In the plots below, we have a Poisson $Y$ vs a predictor $x$ (with mean of $Y$ a multiple of $x$), and then $\sqrt{Y}$ vs $\sqrt{x}$ and then $\sqrt{Y+\frac{3}{8}}$ vs $\sqrt{x}$.

enter image description here

The square root transformation somewhat improves symmetry - though not as well as the $\frac{2}{3}$ power does [1]:

enter image description here

If you particularly want near-normality (as long as the parameter of the Poisson is not really small) and don't care about/can adjust for heteroscedasticity, try $\frac{2}{3}$ power.

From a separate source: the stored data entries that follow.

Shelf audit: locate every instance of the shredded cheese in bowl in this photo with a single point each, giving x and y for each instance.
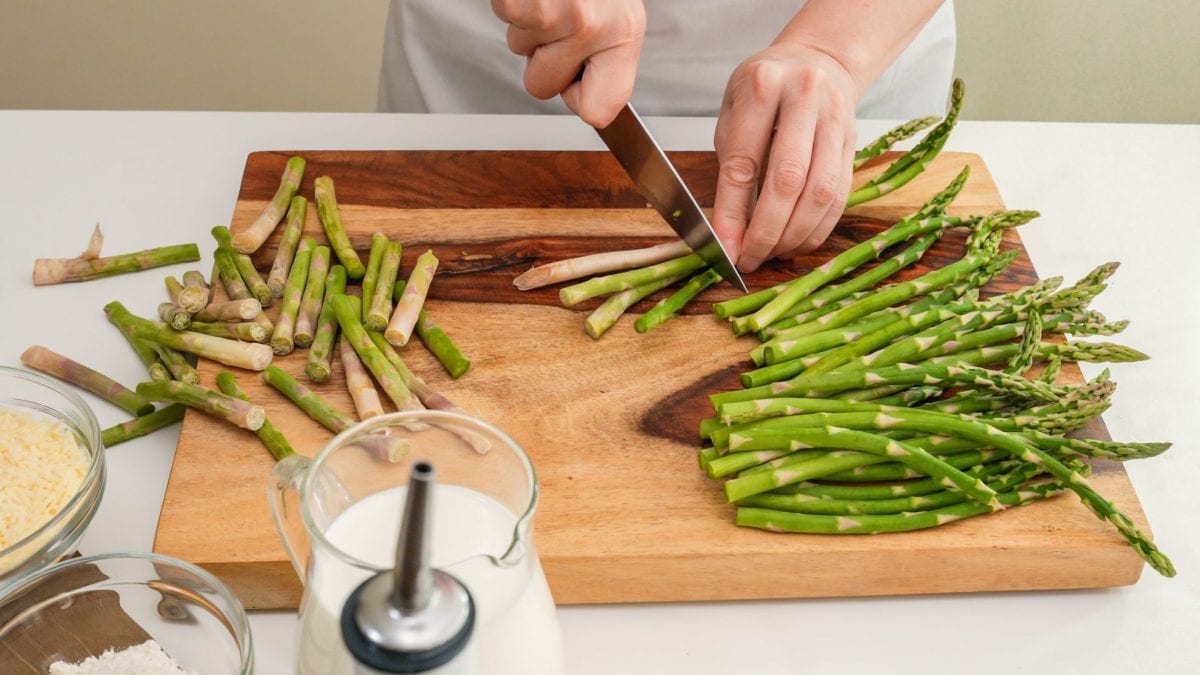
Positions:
(41, 469)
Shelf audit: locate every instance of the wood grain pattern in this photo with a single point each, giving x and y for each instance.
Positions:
(625, 514)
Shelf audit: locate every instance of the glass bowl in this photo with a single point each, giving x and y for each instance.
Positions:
(45, 398)
(82, 607)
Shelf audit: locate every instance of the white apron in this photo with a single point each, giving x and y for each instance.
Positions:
(450, 57)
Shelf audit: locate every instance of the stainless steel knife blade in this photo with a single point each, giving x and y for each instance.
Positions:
(657, 178)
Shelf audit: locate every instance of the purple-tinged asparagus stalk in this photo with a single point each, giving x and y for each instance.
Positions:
(73, 372)
(277, 279)
(379, 300)
(228, 408)
(599, 263)
(408, 309)
(312, 298)
(322, 350)
(358, 382)
(250, 239)
(64, 270)
(229, 310)
(285, 324)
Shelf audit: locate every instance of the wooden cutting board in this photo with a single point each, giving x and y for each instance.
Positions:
(611, 425)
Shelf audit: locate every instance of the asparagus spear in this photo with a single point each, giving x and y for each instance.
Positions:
(426, 394)
(347, 310)
(408, 308)
(195, 296)
(174, 316)
(145, 353)
(379, 244)
(139, 426)
(229, 310)
(606, 315)
(633, 279)
(235, 287)
(358, 382)
(228, 408)
(785, 521)
(331, 221)
(271, 437)
(319, 353)
(885, 143)
(277, 279)
(64, 270)
(928, 219)
(436, 340)
(312, 297)
(599, 263)
(229, 352)
(388, 447)
(667, 308)
(250, 239)
(177, 365)
(73, 372)
(281, 340)
(379, 300)
(247, 330)
(245, 266)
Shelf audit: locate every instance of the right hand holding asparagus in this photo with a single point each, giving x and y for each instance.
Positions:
(559, 37)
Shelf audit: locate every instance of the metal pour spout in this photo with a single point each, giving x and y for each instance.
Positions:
(412, 578)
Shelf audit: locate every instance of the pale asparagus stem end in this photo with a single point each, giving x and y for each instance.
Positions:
(599, 263)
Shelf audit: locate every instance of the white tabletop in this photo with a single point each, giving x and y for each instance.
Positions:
(1105, 192)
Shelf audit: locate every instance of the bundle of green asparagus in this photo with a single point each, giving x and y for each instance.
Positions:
(649, 270)
(844, 426)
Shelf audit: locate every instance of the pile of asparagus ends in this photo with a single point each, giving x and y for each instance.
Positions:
(888, 408)
(307, 282)
(641, 273)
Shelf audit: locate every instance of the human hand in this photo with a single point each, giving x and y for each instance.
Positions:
(789, 109)
(559, 37)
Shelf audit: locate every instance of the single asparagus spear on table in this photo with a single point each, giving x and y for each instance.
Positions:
(313, 296)
(285, 324)
(174, 316)
(599, 263)
(347, 310)
(64, 270)
(228, 408)
(617, 282)
(145, 353)
(390, 448)
(250, 239)
(885, 143)
(271, 437)
(408, 308)
(436, 340)
(322, 348)
(331, 221)
(277, 278)
(73, 372)
(245, 266)
(378, 304)
(666, 309)
(229, 352)
(379, 244)
(358, 382)
(139, 426)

The canonical link is not generally a particularly good transformation for Poisson data; log zero being a particular issue (another is heteroskedasticity; you can also get left-skewness even when you don't have 0's). If the smallest values are not too close to 0 it can be useful for linearizing the mean. It's a good 'transformation' for the conditional population mean of a Poisson in a number of contexts, but not always of Poisson data. However if you do want to transform, one common strategy is to add a constant $y^*=\log(y+c)$ which avoids the $0$ issue. In that case we should consider what constant to add. Without getting too far from the question at hand, values of $c$ between $0.4$ and $0.5$ work very well (e.g. in relation to bias in the slope estimate) across a range of $\mu$ values. I usually just use $\frac12$ since it's simple, with values around $0.43$ often doing just slightly better.

As for why people choose one transformation over another (or none) -- that's really a matter of what they're doing it to achieve.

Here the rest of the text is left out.